Scrapping public-sector pay cap is affordable, research claims
THE government is facing increased pressure to scrap the cap on publicsector pay after research concluded that changing the controversial policy would be cheaper than previously thought.
The IPPR think-tank said a significant amount of any money used to lift the pay cap would be returned to the Treasury almost immediately in the form of higher tax receipts and lower welfare payments.
The cost of increasing public-sector pay in line with CPI inflation over the next two years would be £5.8bn.

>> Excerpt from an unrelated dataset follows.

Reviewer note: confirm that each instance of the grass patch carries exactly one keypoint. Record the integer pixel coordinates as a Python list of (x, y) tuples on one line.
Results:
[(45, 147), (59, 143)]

But this falls to £3.5bn once higher receipts from income tax and National Insurance and lower welfare payments are taken account, the study found.
Higher spending in the economy would reduce the figure further – to £3.3bn by the end of the 2019/20 financial year, said the report.
The GMB union, which supported the research, said the findings proved that lifting the seven-yearlong into pay cap was affordable.
National officer Rehana Azam said: “The last objection to providing decent pay rises was affordability but this research shows that almost half that cost would be returned to taxpayers and could be reinvested in public services.
“Recruitment and retention problems are impairing public services as staff are pushed to breaking-point. The public-sector pay pinch is hurting but it isn’t working.
“It is a moral outrage that in one of the world’s richest economies public-sector workers are left homeless, skipping meals and relying on food banks.”